Mais la première difficulté vient, il ne faut pas avoir peur de le dire, des institutions, notamment bancaires. C’est par les banques que passe l’argent de la criminalité maffieuse, rapporte  Marius Frunza (Université Paris 1).

L’exemple de la banque anglaise HSBC qui a payé près de 2 milliards de dollars afin d’échapper à des poursuites aux Etats-Unis pour avoir blanchi l’argent des cartels de la drogue entre 2003 et 2010 en témoigne. En notant au passage que le patron de la banque pour la période incriminée est devenu en 2010 ministre de David Cameron.
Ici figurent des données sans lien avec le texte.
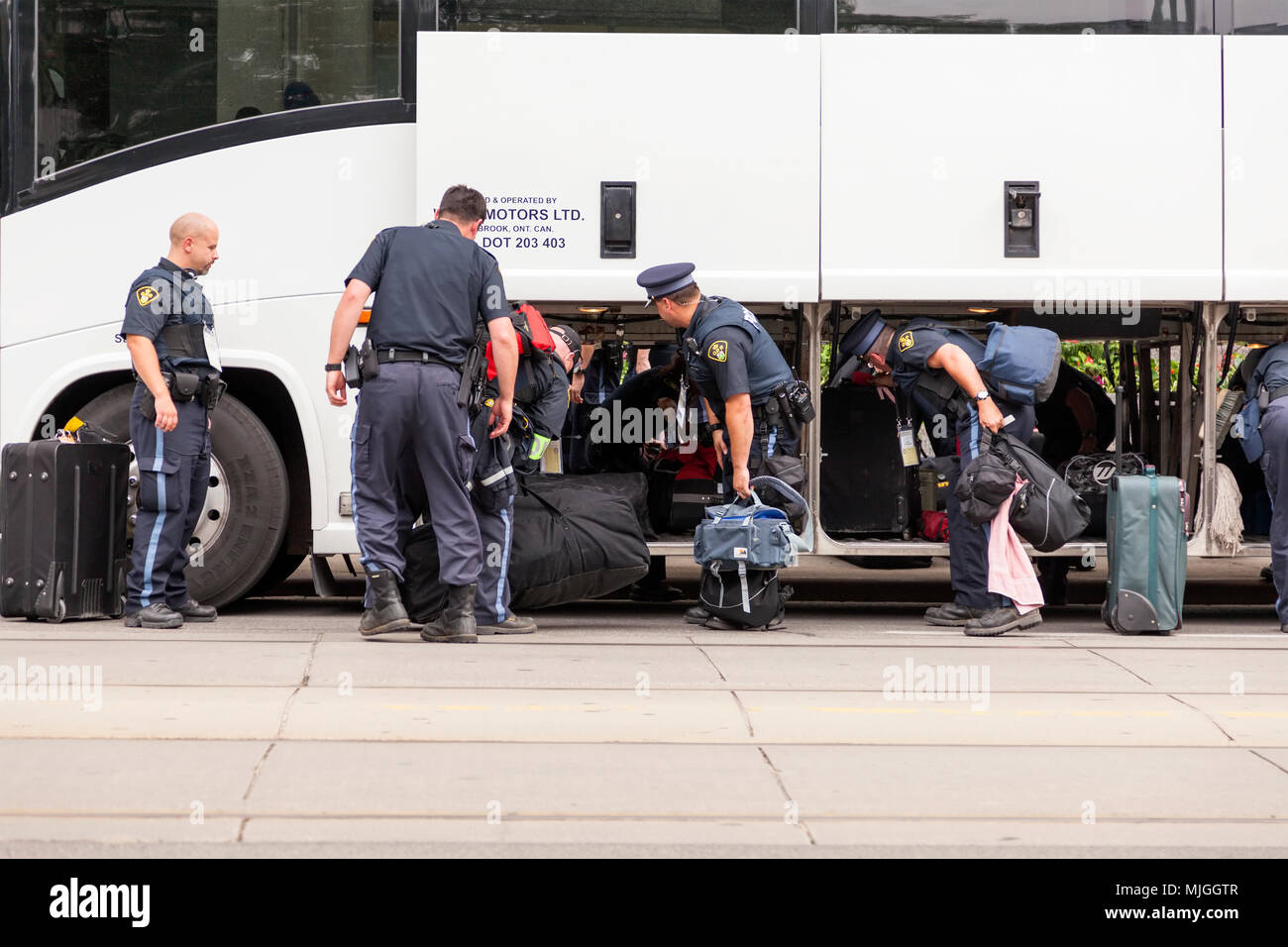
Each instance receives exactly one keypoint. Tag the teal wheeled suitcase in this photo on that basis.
(1146, 552)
Humour anglais. Isn’t it ?

Alors que faire ? Les réponses ne peuvent être qu’internationales. Mais que fera l’Europe, présidée sous peu par l’ancien premier ministre d’un paradis fiscal, le Luxembourg ?  Que fera le Parlement européen ?

Restent aux citoyens à faire pression. Au travers d’associations comme Euroalter, ou Libera en Italie, dont le but est clairement de s’insurger et d’agir contre les maffieux, et qui regroupe 1600 associations  locales et internationales.